Principle 3 - Maximize benefits - data governance within IA
Apr 01, 2020This article focuses on principle #3 – Maximizing the benefits of using data in audit.
This is the 5th article in this series. The four earlier articles addressed related topics:
- Why you need to govern the use of data, within the audit team, in a different way
- Why we must share data, that is collected or used for audits, with the whole audit team
- Principle 1 – Security and open access
- Principle 2 - Quality
Why this principle (3) is about maximizing benefits
You might be wondering – why is this so important that it is laid out as one of 3 key principles?
We previously explored 5 core challenges that we face in using data for assurance:
- Access to data: you can't get all the data, or you can't get it quickly enough.
- Low value: the analysis doesn't yield new insights.
- Superficiality: the results are not deep enough to properly understand and refine the problems or to identify opportunities for improvement.
- Timing: the results are not available in time for reporting/concluding.
- False positives: too many of them; results are overwhelmingly noisy.
Principle 3 helps address the first 4 of these 5 core assurance analytics challenges.
[The 5th item, dealing with false positives is a separate matter. For one approach to dealing with those, this article
may help.]
Let’s explore the sub-principles and explain how they help address the 4 challenges.
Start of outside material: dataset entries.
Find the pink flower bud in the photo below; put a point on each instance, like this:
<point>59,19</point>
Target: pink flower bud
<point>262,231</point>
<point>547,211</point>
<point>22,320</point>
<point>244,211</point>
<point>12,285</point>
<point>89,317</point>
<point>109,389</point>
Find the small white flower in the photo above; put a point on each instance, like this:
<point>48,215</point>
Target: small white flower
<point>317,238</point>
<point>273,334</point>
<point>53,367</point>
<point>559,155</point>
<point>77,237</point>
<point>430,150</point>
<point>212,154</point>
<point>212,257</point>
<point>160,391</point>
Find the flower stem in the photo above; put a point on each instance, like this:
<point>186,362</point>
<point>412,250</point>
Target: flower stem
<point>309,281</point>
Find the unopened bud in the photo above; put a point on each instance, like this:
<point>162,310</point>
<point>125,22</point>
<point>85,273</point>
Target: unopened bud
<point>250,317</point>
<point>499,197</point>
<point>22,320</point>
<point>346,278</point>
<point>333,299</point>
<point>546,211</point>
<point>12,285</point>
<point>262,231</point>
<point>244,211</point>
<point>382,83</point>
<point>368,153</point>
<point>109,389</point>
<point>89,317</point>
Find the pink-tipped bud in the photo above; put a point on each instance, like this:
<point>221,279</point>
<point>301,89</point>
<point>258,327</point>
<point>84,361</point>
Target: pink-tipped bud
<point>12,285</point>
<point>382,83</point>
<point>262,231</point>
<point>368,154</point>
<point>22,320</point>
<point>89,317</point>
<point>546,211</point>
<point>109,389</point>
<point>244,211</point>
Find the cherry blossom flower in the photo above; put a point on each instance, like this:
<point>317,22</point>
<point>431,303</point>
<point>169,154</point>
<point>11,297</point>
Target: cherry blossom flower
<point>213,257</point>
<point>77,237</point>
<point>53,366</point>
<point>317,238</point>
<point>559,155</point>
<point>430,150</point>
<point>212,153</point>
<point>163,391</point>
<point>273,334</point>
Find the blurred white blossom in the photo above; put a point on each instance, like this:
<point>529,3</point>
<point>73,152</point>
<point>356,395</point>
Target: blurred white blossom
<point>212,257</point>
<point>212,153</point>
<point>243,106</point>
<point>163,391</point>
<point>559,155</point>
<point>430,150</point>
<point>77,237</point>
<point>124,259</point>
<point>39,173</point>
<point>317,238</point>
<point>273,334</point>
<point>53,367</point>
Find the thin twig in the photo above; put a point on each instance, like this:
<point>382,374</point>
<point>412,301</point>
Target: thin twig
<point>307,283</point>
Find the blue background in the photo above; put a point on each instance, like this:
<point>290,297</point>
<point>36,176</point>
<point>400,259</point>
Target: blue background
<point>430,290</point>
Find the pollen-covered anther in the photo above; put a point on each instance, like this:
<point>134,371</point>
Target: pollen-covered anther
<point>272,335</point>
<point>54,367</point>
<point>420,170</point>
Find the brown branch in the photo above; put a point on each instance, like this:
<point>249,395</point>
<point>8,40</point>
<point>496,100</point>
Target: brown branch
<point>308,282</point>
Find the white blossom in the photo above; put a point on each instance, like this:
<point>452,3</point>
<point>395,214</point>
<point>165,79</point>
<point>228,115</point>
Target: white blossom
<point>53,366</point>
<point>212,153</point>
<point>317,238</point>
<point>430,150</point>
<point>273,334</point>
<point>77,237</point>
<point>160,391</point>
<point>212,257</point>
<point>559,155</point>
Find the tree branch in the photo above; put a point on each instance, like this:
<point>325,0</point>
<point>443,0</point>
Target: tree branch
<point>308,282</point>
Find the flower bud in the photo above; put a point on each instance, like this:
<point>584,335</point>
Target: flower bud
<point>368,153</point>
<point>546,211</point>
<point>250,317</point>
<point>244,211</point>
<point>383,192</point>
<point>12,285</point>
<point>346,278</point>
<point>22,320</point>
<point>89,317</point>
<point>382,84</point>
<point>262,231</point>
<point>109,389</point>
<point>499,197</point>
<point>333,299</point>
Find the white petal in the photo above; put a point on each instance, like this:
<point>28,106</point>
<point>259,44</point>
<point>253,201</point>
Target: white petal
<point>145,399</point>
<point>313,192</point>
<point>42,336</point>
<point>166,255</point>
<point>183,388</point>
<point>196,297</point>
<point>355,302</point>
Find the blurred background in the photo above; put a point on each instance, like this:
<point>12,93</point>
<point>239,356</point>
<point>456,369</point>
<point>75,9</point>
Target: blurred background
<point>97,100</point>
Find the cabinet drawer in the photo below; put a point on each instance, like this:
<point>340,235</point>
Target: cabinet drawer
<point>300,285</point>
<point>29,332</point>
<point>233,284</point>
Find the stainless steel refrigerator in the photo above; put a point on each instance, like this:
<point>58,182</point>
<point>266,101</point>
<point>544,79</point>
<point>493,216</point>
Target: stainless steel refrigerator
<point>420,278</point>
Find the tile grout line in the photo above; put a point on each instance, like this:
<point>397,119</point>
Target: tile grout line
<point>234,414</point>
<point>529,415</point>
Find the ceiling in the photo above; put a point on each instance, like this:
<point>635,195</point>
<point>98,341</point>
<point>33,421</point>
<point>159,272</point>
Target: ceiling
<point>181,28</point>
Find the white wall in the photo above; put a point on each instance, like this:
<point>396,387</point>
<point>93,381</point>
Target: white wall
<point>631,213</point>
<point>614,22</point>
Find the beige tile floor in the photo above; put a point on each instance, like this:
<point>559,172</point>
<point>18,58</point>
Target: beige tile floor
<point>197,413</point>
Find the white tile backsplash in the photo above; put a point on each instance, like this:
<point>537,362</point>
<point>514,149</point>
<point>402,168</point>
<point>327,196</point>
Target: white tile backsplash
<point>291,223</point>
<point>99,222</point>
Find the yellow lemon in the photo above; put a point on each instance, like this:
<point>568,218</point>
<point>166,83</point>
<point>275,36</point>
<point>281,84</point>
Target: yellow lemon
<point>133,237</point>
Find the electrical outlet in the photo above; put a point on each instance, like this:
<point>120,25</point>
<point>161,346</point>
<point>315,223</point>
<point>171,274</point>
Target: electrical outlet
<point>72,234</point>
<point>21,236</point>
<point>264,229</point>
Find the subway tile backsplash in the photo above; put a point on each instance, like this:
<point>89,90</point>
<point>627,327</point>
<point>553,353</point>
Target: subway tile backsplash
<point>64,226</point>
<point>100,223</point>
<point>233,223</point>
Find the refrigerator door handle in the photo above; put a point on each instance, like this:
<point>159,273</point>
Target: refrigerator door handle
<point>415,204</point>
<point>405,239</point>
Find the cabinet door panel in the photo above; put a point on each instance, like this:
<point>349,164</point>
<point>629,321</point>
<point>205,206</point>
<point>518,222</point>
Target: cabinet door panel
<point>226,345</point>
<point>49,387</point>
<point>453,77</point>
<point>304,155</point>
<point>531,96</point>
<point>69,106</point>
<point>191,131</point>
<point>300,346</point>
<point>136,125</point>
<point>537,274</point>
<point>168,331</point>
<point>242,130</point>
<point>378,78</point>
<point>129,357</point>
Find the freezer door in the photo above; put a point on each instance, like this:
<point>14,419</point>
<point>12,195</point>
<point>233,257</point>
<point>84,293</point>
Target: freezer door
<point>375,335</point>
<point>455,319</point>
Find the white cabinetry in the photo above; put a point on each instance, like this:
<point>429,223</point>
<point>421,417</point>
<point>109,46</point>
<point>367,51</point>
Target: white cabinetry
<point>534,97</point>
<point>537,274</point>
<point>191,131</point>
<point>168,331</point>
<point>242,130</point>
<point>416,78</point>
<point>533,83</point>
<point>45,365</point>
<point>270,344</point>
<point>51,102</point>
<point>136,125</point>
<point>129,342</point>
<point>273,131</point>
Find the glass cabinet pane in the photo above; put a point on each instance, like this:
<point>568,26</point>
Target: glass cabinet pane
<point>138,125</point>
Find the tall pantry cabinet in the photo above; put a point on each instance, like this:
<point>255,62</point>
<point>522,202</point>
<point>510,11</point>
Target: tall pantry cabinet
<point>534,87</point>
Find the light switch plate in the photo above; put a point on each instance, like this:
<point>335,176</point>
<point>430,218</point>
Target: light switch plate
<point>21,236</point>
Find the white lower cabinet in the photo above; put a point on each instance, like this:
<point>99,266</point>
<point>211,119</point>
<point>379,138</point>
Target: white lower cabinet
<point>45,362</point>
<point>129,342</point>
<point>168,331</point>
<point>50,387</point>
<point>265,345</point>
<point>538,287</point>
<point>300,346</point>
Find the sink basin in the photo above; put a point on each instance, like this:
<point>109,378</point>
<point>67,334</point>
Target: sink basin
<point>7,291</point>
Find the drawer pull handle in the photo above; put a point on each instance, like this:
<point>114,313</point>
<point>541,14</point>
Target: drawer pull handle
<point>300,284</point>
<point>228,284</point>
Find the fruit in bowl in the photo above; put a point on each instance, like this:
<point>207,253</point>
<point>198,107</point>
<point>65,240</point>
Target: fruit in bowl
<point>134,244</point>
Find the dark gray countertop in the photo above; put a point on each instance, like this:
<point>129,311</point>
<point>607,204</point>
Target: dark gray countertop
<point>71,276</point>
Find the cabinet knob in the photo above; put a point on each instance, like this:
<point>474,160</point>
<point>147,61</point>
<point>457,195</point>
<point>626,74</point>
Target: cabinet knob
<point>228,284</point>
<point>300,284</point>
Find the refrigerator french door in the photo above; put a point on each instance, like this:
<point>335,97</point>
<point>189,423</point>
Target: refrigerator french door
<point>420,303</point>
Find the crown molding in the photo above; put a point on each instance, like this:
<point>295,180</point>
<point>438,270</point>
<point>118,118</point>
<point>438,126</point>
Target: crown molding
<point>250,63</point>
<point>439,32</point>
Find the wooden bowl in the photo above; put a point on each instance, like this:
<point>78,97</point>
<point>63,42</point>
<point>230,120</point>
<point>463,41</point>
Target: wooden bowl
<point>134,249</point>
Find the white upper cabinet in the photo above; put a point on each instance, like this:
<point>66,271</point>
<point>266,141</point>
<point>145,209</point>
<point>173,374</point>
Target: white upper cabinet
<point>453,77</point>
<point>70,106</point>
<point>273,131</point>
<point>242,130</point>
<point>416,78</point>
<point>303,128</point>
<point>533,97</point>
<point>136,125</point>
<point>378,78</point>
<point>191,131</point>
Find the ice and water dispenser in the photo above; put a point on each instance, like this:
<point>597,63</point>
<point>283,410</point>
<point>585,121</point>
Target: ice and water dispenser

3a: Sharing lessons among the team
What
Capturing and communicating information that would be useful to other members of the audit team. For example:
- insights from the analysis
- a new understanding of business processes, identified by the analysis of data and not previously known by the audit team
- what the data could not show because certain fields were not captured, it was not granular or there wasn’t enough history
- data limitations and what assumptions were then needed
- data quality issues and workarounds for these
Why
sharing lessons helps reduce effort in future audits and serves as an accelerator for other members of the audit team.
When
During the audit for longer audits or where other relevant audits are commencing, and after the audit in all cases
How it helps
- access to data (reuse where suitable)
- low value (deduplicate - prevent repeating the same insights and prevent repeating issues that appear to be valuable at first but turn out to not be real opportunities)
- superficiality (start at an advanced position, for deeper results)
- timing (accelerate - start earlier with existing data, work faster by reducing the impact of known limitations and quality issues)
3b: Identifying other risks and opportunities
What
In using data and performing analytics for an audit, where risks and/or opportunities that are not relevant to the audit are identified, these should be captured for follow-up, reporting, planned future audits or to initiate a separate audit that had not been planned for
Why
Because the analytics involves both bottom-up and top-down analyses, such risks and opportunities are identified very often. We have an obligation to do something about it.
When
Whenever such risks or opportunities are identified – often during the audit, could also happen in wrap up
How it helps
- low value (the analysis helps with new insights, even if not related to the audit)
- superficiality, if it flows into a separate audit (start at an advanced position for deeper results)
3c: Continuous improvement
What
Use data and insights to improve the results of future audits. Use lessons learnt to improve auditor capabilities:
- previously used data can supplement the audit work – for example, if you have explored and analysed data for one audit, then start another audit that could use that data, because you have used it before it will be easier to see the potential linkages and then exploit them.
- insights from one audit may be relevant to others – for example, if you have identified a specific data quality matter in conducting an audit, then knowing about this means that you can work around it in future audits, to help improve the results of that future audit
- identify gaps in capability and find ways to plug these gaps
Why
You want to continuously improve the value that you produce, and your team’s capability levels. As you produce insights, the expectations about future insights will grow – people will expect more and expect increased sophistication.
When
Generally, after the audit, for longer audits you may be able to identify and plug capability gaps during the audit
How it helps
- access to data (reuse)
- low value (linking data not ordinarily combined, for new insights)
- superficiality (by starting with known identified risks/opportunities, the ability to refine further is enhanced)
- timing (improving capability – skilling up - can help accelerate delivery)
Overall
Are you maximizing the benefits from your data (in audit) initiatives?